Manually update vulnerability_reads with upsert service

What does this MR do and why?

This MR continues the work from !208297 (merged) by manually updating vulnerability_reads records now that the SQL database trigger has been turned off.

With the database trigger feature flag being disabled, vulnerability_reads records need to be manually updated at the application level. This MR:

1. Creates a new upsert utility service for vulnerability reads (Vulnerabilities::Reads::UpsertService)
2. Makes the upsert service capable of handling bulk upserts
3. Refactors and modifies files to use the common Vulnerabilities::Reads::UpsertService
4. Changes manual updates throughout the codebase to use this utility service

Background

The original MR !208297 (merged) was merged but had to be reverted (see !212452 (merged)) due to a master:foss-broken issue. The problem was that a scope (pluck_distinct_project_ids) was used in the Community Edition (CE) of GitLab but was only present in the Enterprise Edition (EE), causing FOSS builds to break.

This MR addresses that issue by ensuring all necessary code is available in both CE and EE contexts, while maintaining the same functionality for manual vulnerability reads updates.

How?

This MR builds upon the infrastructure established in !208297 (merged) and refined in !212568 (closed):

Infrastructure

• Utilizes feature flag transaction helper methods from SecApplicationRecord:
  • feature_flagged_transaction_for(projects) - wraps transactions with feature flag passing
  • db_trigger_flag_not_set? - checks if feature flag is set
  • pass_feature_flag_to_vuln_reads_db_trigger(projects) - passes flag to DB trigger
• Leverages the EnforceVulnerabilityReadDbTriggerFf concern to enforce feature flag usage in transactions
• Ensures CE/EE compatibility by properly scoping EE-only features

Model Extensions

• Extended Vulnerability, Vulnerabilities::Finding, Vulnerabilities::MergeRequestLink, and Vulnerabilities::Read models with enforcement concern
• Added necessary scopes (like pluck_distinct_project_ids) in appropriate CE/EE contexts

Service Updates

Updates vulnerability services to use the new upsert service for manual vulnerability_reads updates, ensuring consistency across:

• Vulnerabilities::Archival::Restoration::RestoreBatchService
• Vulnerabilities::Archival::ArchiveBatchService
• Vulnerabilities::BaseService
• Vulnerabilities::BaseStateTransitionService
• Vulnerabilities::BulkDismissService
• Vulnerabilities::BulkSeverityOverrideService
• Vulnerabilities::CreateService
• Vulnerabilities::FindOrCreateFromSecurityFindingService
• Vulnerabilities::ManuallyCreateService
• Vulnerabilities::AutoResolveService
• Vulnerabilities::Removal::RemoveFromProjectService
• Vulnerabilities::Findings::FindOrCreateFromSecurityFindingService
• Vulnerabilities::Reads::UpsertService
• Import::DirectReassignService (with special handling for Vulnerability models)

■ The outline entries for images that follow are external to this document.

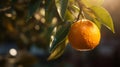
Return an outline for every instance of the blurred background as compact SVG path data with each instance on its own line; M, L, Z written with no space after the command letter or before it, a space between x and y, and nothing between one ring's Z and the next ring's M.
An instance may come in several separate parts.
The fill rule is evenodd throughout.
M102 5L113 18L115 34L102 26L101 42L94 50L79 52L68 45L64 54L52 61L46 60L50 24L45 23L44 0L25 21L35 1L0 0L0 67L120 67L120 0L105 0ZM56 21L53 18L52 24Z

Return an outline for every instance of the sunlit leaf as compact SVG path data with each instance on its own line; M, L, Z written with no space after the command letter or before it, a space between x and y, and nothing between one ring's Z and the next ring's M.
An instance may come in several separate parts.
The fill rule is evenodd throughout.
M73 22L74 20L75 20L75 16L69 10L66 10L65 21Z
M36 10L40 7L40 3L41 3L41 0L37 0L34 4L32 3L29 5L26 21L28 21L34 15Z
M91 6L100 6L100 5L102 5L104 0L81 0L81 2L85 6L91 7Z
M66 44L64 40L61 43L59 43L59 45L56 46L56 48L50 53L50 56L48 57L47 60L54 60L59 58L63 54L65 47L66 47Z
M54 51L56 47L66 38L70 26L70 22L65 22L63 25L57 27L56 33L51 35L52 41L50 43L50 52ZM55 29L53 31L55 31Z
M97 27L101 29L101 23L97 19L93 19L93 21L97 25Z
M55 0L55 4L57 7L57 11L59 13L59 16L64 21L65 12L66 12L67 5L68 5L68 0Z
M94 11L96 19L114 33L113 21L108 11L100 6L91 7L91 9Z

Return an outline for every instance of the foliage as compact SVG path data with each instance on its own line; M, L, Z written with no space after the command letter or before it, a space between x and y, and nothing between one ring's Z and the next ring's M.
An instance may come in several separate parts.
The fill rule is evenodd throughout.
M78 19L89 19L99 29L105 25L115 32L109 12L102 7L103 2L104 0L11 0L5 7L1 2L1 29L14 33L14 36L6 35L23 44L34 43L45 48L50 46L48 60L57 59L67 46L65 42L71 24ZM1 35L1 40L6 35Z

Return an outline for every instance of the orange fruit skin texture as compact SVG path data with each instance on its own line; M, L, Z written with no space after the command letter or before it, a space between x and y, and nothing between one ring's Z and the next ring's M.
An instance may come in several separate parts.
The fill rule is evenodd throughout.
M99 28L87 19L73 23L68 34L70 45L79 51L94 49L99 44L100 38Z

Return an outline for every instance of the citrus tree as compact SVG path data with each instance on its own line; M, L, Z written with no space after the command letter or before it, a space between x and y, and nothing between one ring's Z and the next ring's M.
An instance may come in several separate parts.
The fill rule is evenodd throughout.
M109 12L102 7L104 0L47 0L46 23L57 19L50 35L48 60L61 56L67 43L79 51L92 50L100 41L101 26L114 33ZM56 13L56 15L55 15Z
M0 7L0 22L1 29L7 31L0 33L0 39L10 36L20 47L21 44L47 47L48 60L60 57L68 43L78 51L92 50L100 42L102 25L115 32L103 3L104 0L25 0L19 3L5 0L1 2L4 7Z

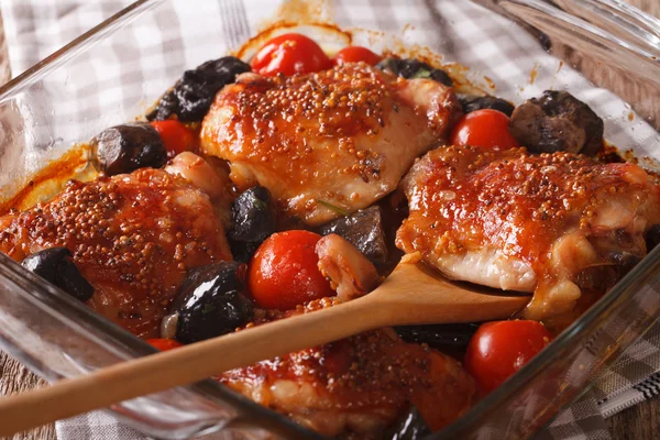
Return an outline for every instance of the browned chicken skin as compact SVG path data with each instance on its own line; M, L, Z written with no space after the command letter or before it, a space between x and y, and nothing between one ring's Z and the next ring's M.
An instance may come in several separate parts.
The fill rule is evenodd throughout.
M330 306L317 300L298 311ZM271 318L272 319L272 318ZM268 319L270 320L270 319ZM376 439L410 404L433 430L472 403L474 381L460 364L384 329L232 370L219 381L327 436Z
M622 254L644 256L660 222L660 187L641 167L570 153L450 146L402 185L410 216L397 245L451 278L534 292L532 319L571 311Z
M353 212L394 190L459 116L451 88L363 63L289 78L249 73L217 95L201 146L230 161L240 189L258 183L315 226L339 216L328 204Z
M188 268L231 260L209 197L161 169L70 182L0 226L0 252L16 261L68 248L96 289L89 307L143 338L157 337Z

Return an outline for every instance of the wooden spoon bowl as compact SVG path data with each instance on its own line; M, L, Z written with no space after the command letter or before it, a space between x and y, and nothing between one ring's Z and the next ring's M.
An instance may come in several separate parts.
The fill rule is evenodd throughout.
M453 284L421 264L402 262L378 288L362 298L4 398L0 400L0 436L11 436L367 330L503 319L528 301L528 296Z

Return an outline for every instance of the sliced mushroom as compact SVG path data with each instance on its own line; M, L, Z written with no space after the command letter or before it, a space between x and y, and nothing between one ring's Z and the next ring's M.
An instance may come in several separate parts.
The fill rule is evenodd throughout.
M516 107L509 130L532 153L593 156L603 144L603 120L568 91L546 90Z
M319 270L330 278L341 300L361 297L378 283L376 267L362 253L338 234L323 237L316 245Z

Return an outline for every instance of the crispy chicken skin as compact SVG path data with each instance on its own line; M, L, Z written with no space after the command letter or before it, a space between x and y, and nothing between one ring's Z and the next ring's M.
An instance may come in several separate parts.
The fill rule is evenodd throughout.
M321 299L307 312L331 306ZM270 319L268 319L270 320ZM378 438L414 404L433 430L470 408L472 377L453 359L403 342L391 329L263 361L218 380L326 436Z
M451 88L363 63L288 78L248 73L216 96L201 147L230 161L239 189L258 183L288 216L317 226L339 216L328 204L353 212L394 190L460 114Z
M188 268L231 260L209 197L161 169L70 182L0 226L0 252L16 261L68 248L96 289L88 306L143 338L157 337Z
M570 153L449 146L402 186L410 215L397 246L454 279L534 292L531 319L571 311L622 255L644 256L660 222L660 187L641 167Z

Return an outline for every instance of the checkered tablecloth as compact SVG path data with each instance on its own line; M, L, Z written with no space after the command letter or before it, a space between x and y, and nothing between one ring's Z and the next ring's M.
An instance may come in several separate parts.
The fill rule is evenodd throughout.
M13 74L20 74L128 3L125 0L0 0ZM405 29L404 41L429 44L447 54L448 61L462 63L487 75L497 85L496 94L510 100L519 102L548 88L578 90L578 98L586 101L598 114L620 117L617 123L606 123L606 138L610 142L635 144L637 155L652 156L653 151L660 151L657 133L639 119L625 118L630 108L620 99L607 90L594 88L568 67L563 68L561 76L541 75L543 72L559 72L558 61L544 53L534 37L515 26L503 25L498 18L493 18L480 7L452 0L337 0L330 3L331 13L344 25L393 33L402 33ZM132 40L132 46L117 47L112 52L113 57L135 57L134 65L127 67L124 64L122 69L118 69L112 57L88 61L89 69L84 73L82 79L94 82L98 76L106 75L111 86L109 90L102 90L105 98L99 98L99 90L94 89L89 106L82 109L67 110L66 103L63 103L62 112L66 114L67 123L76 117L76 111L87 114L94 111L95 99L130 100L131 95L127 90L130 90L131 81L140 80L141 75L146 75L145 70L157 68L180 73L204 61L200 56L220 56L258 29L272 11L272 2L264 0L189 0L162 8L151 28L146 23L145 29L135 30L141 38ZM194 14L195 20L222 16L217 23L218 34L200 35L195 29L185 29L180 23L194 20L178 18L187 14ZM167 26L163 28L163 23ZM150 33L161 32L167 32L167 44L154 43L155 40L148 37ZM209 46L213 37L217 41ZM146 52L152 64L140 62L141 55ZM536 81L530 79L531 70L540 73ZM117 79L114 82L111 81L113 78ZM121 88L113 88L116 84ZM561 413L539 432L538 438L607 439L606 417L651 398L659 391L660 326L656 326L596 381L592 392ZM61 440L142 437L106 413L61 421L57 435Z

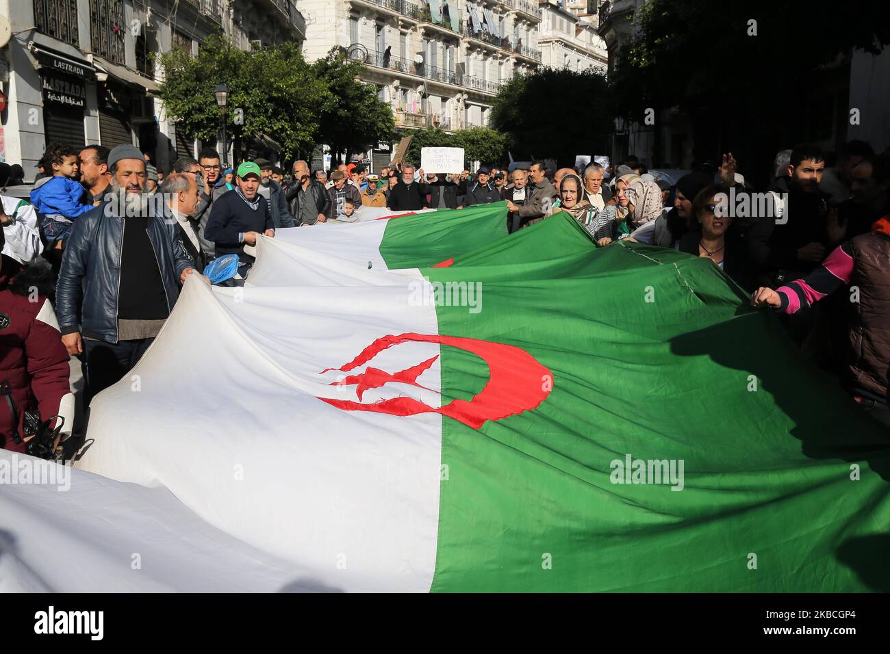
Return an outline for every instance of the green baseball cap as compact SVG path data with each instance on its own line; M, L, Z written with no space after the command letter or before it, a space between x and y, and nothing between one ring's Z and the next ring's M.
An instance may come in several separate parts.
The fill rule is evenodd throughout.
M255 174L257 177L262 177L260 174L260 166L255 164L253 161L245 161L243 164L238 166L238 176L242 180L249 174Z

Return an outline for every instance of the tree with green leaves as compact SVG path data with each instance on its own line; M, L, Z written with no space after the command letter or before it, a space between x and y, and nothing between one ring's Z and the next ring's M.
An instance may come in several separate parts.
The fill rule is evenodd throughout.
M634 21L610 80L616 113L643 122L647 109L659 117L676 107L695 156L732 151L746 177L765 176L796 141L825 140L833 120L845 124L850 53L890 43L887 3L650 0Z
M509 137L490 127L471 127L455 133L458 145L464 149L466 164L481 161L488 166L506 163Z
M376 86L357 81L363 68L351 61L343 48L331 49L312 67L330 92L318 120L336 163L341 152L364 152L377 141L389 141L395 129L392 109L377 97Z
M608 84L593 70L541 69L516 76L495 98L491 126L507 134L516 158L554 158L607 151L613 130Z
M198 55L174 47L161 55L164 81L158 95L175 119L177 132L215 141L220 109L214 87L229 89L227 135L239 141L268 134L288 158L311 151L320 135L320 108L331 101L324 81L303 58L295 43L247 52L222 35L202 44Z

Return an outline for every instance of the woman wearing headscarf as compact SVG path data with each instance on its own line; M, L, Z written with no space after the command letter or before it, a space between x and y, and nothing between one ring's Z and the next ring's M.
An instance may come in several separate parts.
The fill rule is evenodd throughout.
M659 247L674 247L676 245L696 222L692 215L692 200L712 182L712 177L702 173L690 173L677 180L674 208L655 220L651 245Z
M596 214L591 222L585 226L594 242L600 247L630 236L627 218L633 214L635 206L628 191L631 185L639 181L640 177L635 173L627 173L619 177L615 181L615 195L606 202L603 211Z
M664 213L661 189L657 182L636 177L628 183L627 192L630 195L630 203L634 206L634 211L627 221L631 231L654 222Z
M587 228L596 214L596 209L584 199L584 184L581 178L571 173L563 175L559 184L559 199L554 203L554 211L564 211Z
M710 259L740 287L748 293L754 290L747 243L732 229L729 189L724 184L710 184L700 190L692 200L692 216L694 223L680 239L677 249Z

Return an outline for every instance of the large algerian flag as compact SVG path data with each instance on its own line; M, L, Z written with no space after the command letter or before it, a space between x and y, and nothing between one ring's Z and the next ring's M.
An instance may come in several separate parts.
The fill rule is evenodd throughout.
M388 214L351 224L322 222L279 230L276 238L376 270L417 268L447 262L502 238L506 215L506 203L497 202L459 210Z
M85 467L327 589L886 585L886 431L710 262L564 214L454 259L192 276Z

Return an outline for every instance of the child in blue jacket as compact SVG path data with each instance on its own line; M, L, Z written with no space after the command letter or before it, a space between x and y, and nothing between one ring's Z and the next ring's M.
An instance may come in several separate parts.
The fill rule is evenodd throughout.
M31 204L43 218L41 225L50 247L61 249L75 219L93 208L86 191L77 182L77 150L53 143L44 155L53 176L39 180L31 191Z

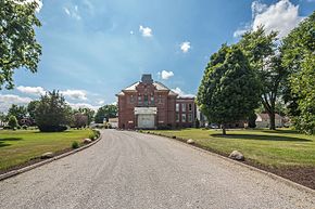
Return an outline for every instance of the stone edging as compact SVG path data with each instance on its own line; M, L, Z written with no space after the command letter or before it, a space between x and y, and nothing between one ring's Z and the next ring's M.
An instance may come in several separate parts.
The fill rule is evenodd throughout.
M92 141L91 143L86 144L86 145L84 145L84 146L81 146L79 148L70 151L67 153L64 153L64 154L54 156L54 157L52 157L50 159L46 159L46 160L39 161L37 164L34 164L34 165L30 165L30 166L27 166L27 167L24 167L24 168L21 168L21 169L17 169L17 170L12 170L12 171L9 171L7 173L0 174L0 181L5 180L5 179L9 179L9 178L12 178L12 177L17 175L17 174L21 174L21 173L24 173L26 171L33 170L33 169L35 169L37 167L43 166L43 165L49 164L49 162L52 162L54 160L64 158L64 157L66 157L68 155L73 155L73 154L75 154L77 152L80 152L83 149L86 149L86 148L90 147L91 145L98 143L101 140L101 138L102 138L102 134L100 134L99 139L97 139L97 140Z
M144 133L144 132L141 132L141 133ZM247 165L247 164L243 164L243 162L240 162L240 161L237 161L237 160L230 159L230 158L228 158L228 157L225 157L225 156L223 156L223 155L219 155L219 154L213 153L213 152L211 152L211 151L206 151L206 149L200 148L200 147L198 147L198 146L196 146L196 145L187 144L186 142L182 142L182 141L180 141L180 140L178 140L178 139L173 139L172 136L167 136L167 135L159 135L159 134L154 134L154 133L152 133L152 132L151 132L151 133L144 133L144 134L151 134L151 135L155 135L155 136L161 136L161 138L169 139L169 140L172 140L172 141L174 141L174 142L178 142L178 143L181 143L181 144L184 144L184 145L186 145L186 146L189 146L189 147L191 147L191 148L194 148L194 149L197 149L197 151L200 151L200 152L206 153L206 154L209 154L209 155L213 155L213 156L219 157L219 158L225 159L225 160L227 160L227 161L229 161L229 162L232 162L232 164L235 164L235 165L245 167L245 168L248 168L248 169L250 169L250 170L252 170L252 171L257 171L257 172L260 172L260 173L263 173L263 174L265 174L265 175L268 175L269 178L272 178L272 179L274 179L274 180L276 180L276 181L280 181L280 182L282 182L282 183L285 183L285 184L287 184L287 185L289 185L289 186L292 186L292 187L295 187L295 188L298 188L298 190L300 190L300 191L304 191L304 192L306 192L306 193L310 193L310 194L312 194L312 195L315 195L315 190L308 188L308 187L306 187L306 186L304 186L304 185L302 185L302 184L295 183L295 182L293 182L293 181L291 181L291 180L288 180L288 179L286 179L286 178L282 178L282 177L277 175L277 174L275 174L275 173L272 173L272 172L268 172L268 171L265 171L265 170L259 169L259 168L256 168L256 167L253 167L253 166L250 166L250 165ZM181 139L181 140L186 140L186 139ZM187 140L186 140L186 141L187 141Z

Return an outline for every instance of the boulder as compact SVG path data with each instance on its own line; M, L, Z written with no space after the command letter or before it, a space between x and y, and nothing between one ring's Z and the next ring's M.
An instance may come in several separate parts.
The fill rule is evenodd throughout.
M92 142L92 141L91 141L90 139L85 139L85 140L84 140L84 143L85 143L85 144L88 144L88 143L91 143L91 142Z
M194 141L189 139L189 140L187 140L187 144L194 144Z
M231 152L231 154L229 154L228 157L231 159L241 160L241 161L243 161L245 159L243 154L241 154L239 151Z
M48 158L52 158L52 157L53 157L53 153L51 153L51 152L45 153L40 156L41 159L48 159Z

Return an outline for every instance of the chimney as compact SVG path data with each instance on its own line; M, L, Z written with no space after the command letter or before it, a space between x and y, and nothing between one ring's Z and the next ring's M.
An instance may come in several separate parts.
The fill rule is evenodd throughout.
M146 84L151 84L153 82L152 75L151 74L143 74L141 78L141 82Z

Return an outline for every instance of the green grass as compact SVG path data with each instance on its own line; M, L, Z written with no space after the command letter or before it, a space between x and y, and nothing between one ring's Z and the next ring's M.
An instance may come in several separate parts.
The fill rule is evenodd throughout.
M220 130L184 129L154 131L167 136L193 139L198 145L225 155L238 149L247 159L264 166L315 167L315 135L300 134L293 130Z
M36 130L0 130L0 170L29 161L46 152L60 152L72 147L74 141L81 142L91 130L67 130L41 133Z

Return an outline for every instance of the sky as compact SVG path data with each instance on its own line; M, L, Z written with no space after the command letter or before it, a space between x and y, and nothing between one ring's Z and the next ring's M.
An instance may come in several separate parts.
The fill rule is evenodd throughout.
M59 90L74 108L97 109L152 74L193 95L211 54L259 25L285 37L315 0L27 0L39 2L38 73L16 69L0 90L0 112Z

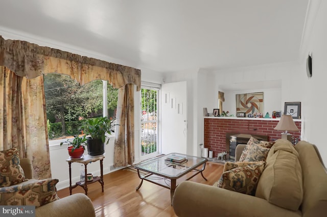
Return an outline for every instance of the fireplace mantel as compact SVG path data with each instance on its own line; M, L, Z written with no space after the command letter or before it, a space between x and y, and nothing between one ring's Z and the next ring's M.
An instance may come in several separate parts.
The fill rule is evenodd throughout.
M236 117L205 117L204 147L214 151L214 157L219 153L229 151L229 146L226 145L229 138L226 135L244 133L255 135L265 135L269 141L282 137L283 131L276 130L279 118L237 118ZM295 125L300 130L299 132L290 132L296 138L301 135L301 122L299 119L294 119ZM227 150L228 149L228 150Z
M204 119L231 119L231 120L254 120L254 121L279 121L280 118L237 118L236 117L204 117ZM295 122L301 122L301 119L293 119Z

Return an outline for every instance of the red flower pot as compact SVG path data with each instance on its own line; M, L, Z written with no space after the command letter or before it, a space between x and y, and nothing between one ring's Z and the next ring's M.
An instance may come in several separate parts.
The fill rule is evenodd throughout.
M72 152L73 146L68 146L67 149L68 154L72 158L80 158L84 153L84 148L82 146L75 149L73 152Z

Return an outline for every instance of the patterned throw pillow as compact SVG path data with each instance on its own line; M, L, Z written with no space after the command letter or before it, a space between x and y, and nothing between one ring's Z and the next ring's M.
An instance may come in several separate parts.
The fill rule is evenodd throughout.
M38 207L58 200L58 179L30 179L9 187L0 187L0 205L31 205Z
M244 167L247 166L261 166L262 164L264 164L264 165L265 165L266 164L266 162L264 161L252 162L244 161L236 162L226 162L224 165L224 171L223 171L223 172L228 171L228 170L230 170L235 168L237 168L238 167Z
M19 165L19 148L0 151L0 187L12 185L25 180Z
M242 152L241 156L240 157L240 159L239 159L239 161L245 161L245 158L247 157L248 154L249 154L249 150L250 148L253 148L252 145L255 145L258 146L261 146L264 148L271 148L273 145L275 144L274 142L268 142L268 141L261 141L257 140L256 139L253 138L253 137L251 137L249 141L248 141L245 147L243 149L243 151ZM252 150L253 151L253 150ZM267 156L266 156L266 157Z
M218 181L218 186L254 196L264 167L265 162L261 162L224 172Z

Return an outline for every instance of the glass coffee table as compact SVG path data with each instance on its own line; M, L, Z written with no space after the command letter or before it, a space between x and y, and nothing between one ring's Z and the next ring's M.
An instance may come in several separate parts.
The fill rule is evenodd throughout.
M168 159L185 158L185 160L181 163L175 162ZM202 177L207 181L203 176L202 171L205 168L205 162L208 160L203 157L186 155L177 153L172 153L157 158L152 159L145 162L135 165L134 167L137 170L137 174L141 183L136 187L138 190L142 185L143 180L147 180L153 183L159 185L166 188L170 189L170 199L172 202L173 196L176 187L176 180L190 172L194 172L192 176L188 177L188 180L194 177L199 173L201 173ZM202 166L200 169L198 168ZM142 175L140 171L148 173L146 175ZM161 181L160 183L159 181ZM169 184L170 182L170 184Z

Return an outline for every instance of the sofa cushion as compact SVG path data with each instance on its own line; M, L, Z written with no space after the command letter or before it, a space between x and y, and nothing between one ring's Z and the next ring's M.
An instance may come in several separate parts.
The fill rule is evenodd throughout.
M263 159L265 158L265 159L266 157L267 157L266 154L268 154L268 152L269 151L269 149L260 149L260 148L256 147L255 145L259 146L263 148L270 149L271 148L271 147L272 147L274 145L274 144L275 144L274 142L262 141L257 140L256 139L254 138L253 137L251 137L251 138L248 141L246 145L245 146L244 149L242 151L239 161L249 161L248 160L249 159L252 159L252 160L251 161L257 160L254 160L254 158L253 158L253 155L254 154L253 152L253 151L254 151L254 149L257 150L262 149L262 150L263 150L264 152L263 154L264 154L264 156L265 156L265 157L262 157L262 156L261 156L260 157L262 158ZM251 155L249 155L248 157L247 158L247 157L248 157L248 155L250 153L250 152L251 152L250 153ZM259 152L259 154L260 154L260 152ZM258 154L256 155L258 155ZM252 156L252 157L251 157L251 156ZM255 157L255 158L258 158L258 157L259 157L259 156ZM265 160L265 159L260 160Z
M240 193L254 195L264 167L265 162L258 162L224 172L217 186Z
M243 161L265 161L270 150L269 148L252 144L249 146L247 154Z
M19 165L19 148L0 151L0 187L18 184L25 179Z
M10 187L0 187L0 205L31 205L36 207L57 200L58 179L29 180Z
M302 170L297 155L292 153L292 146L290 142L276 142L271 149L273 154L269 153L267 159L255 196L296 211L303 199Z

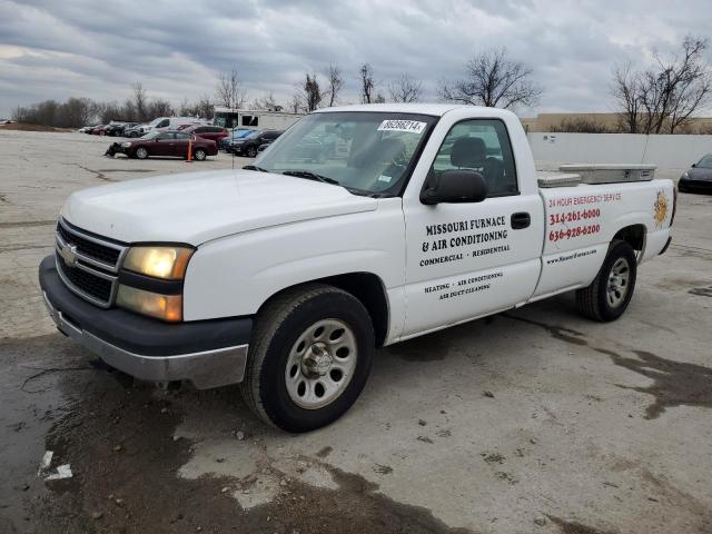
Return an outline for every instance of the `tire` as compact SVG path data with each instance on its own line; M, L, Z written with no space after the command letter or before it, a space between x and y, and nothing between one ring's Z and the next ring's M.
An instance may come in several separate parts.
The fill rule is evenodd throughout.
M617 319L633 297L636 275L633 247L625 241L613 241L596 278L589 287L576 291L578 310L602 323Z
M374 350L373 324L356 297L322 284L287 290L257 316L243 397L283 431L320 428L356 402Z

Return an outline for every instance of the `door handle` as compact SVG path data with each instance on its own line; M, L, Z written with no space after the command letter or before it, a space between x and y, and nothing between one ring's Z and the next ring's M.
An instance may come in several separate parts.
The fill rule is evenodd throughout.
M532 224L532 216L526 211L520 211L518 214L512 215L512 229L521 230L523 228L528 228Z

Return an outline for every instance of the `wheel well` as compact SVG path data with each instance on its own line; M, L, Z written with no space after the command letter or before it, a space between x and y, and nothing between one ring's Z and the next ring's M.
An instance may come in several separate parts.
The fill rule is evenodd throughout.
M627 243L634 250L642 253L643 248L645 248L645 226L626 226L613 236L612 241L615 241L616 239Z
M383 346L388 335L388 299L378 276L372 273L349 273L314 281L323 281L344 289L360 300L374 324L376 346Z
M386 336L388 335L388 299L386 297L386 291L383 283L380 281L380 278L378 276L370 273L348 273L345 275L318 278L316 280L309 280L308 283L328 284L329 286L334 286L343 289L346 293L350 293L354 297L360 300L360 303L368 312L370 320L374 325L376 346L383 346L386 340ZM294 289L295 287L299 287L304 284L285 287L279 293L269 297L266 303L273 300L277 295L280 295L286 290ZM266 303L260 306L260 310L264 309Z

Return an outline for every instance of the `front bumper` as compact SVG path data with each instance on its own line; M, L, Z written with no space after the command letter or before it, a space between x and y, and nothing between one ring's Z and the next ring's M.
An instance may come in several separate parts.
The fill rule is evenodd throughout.
M253 319L169 324L120 309L101 309L71 293L55 256L40 264L40 286L59 330L112 367L150 382L189 380L198 389L243 380Z

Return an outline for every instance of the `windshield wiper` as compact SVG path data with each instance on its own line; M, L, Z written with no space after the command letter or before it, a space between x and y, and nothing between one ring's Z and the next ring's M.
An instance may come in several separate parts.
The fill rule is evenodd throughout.
M246 165L243 167L245 170L259 170L260 172L269 172L267 169L263 167L257 167L256 165Z
M340 186L338 180L329 178L328 176L317 175L316 172L312 172L310 170L283 170L281 174L286 176L296 176L297 178L307 178L309 180L322 181L324 184L332 184L333 186Z

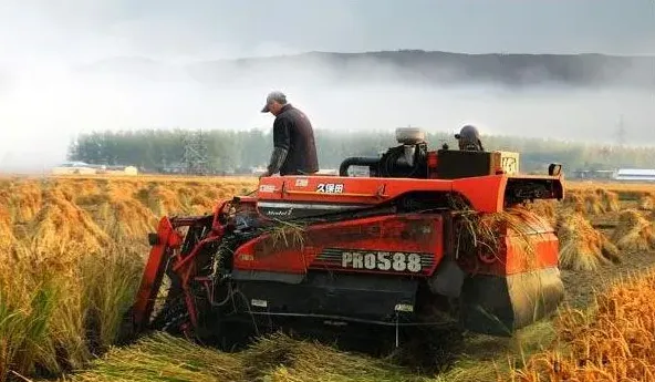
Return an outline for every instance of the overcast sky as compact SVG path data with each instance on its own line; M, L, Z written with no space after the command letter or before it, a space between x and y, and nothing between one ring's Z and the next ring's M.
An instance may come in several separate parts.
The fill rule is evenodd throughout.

This ensures that we're safely managing vulnerability reads at the application level while maintaining the ability to track that all necessary updates are being performed, and that the implementation works correctly in both CE and EE environments.

References

Related to:

• !208297 (merged) (Original enforcement MR - merged)
• !212452 (merged) (Revert MR due to FOSS breakage)
• !212568 (closed) (Additional implementation details)
• #580521 (Reinstate issue)

How to set up and validate locally

1. Ensure the database trigger feature flag is disabled
2. Perform operations that create or update vulnerabilities
3. Verify that vulnerability_reads records are correctly created/updated via the upsert service
4. Run the test suite to ensure all vulnerability read updates are properly handled
5. Verify FOSS compatibility by running tests in CE context

MR acceptance checklist

Evaluate this MR against the MR acceptance checklist. It helps you analyze changes to reduce risks in quality, performance, reliability, security, and maintainability.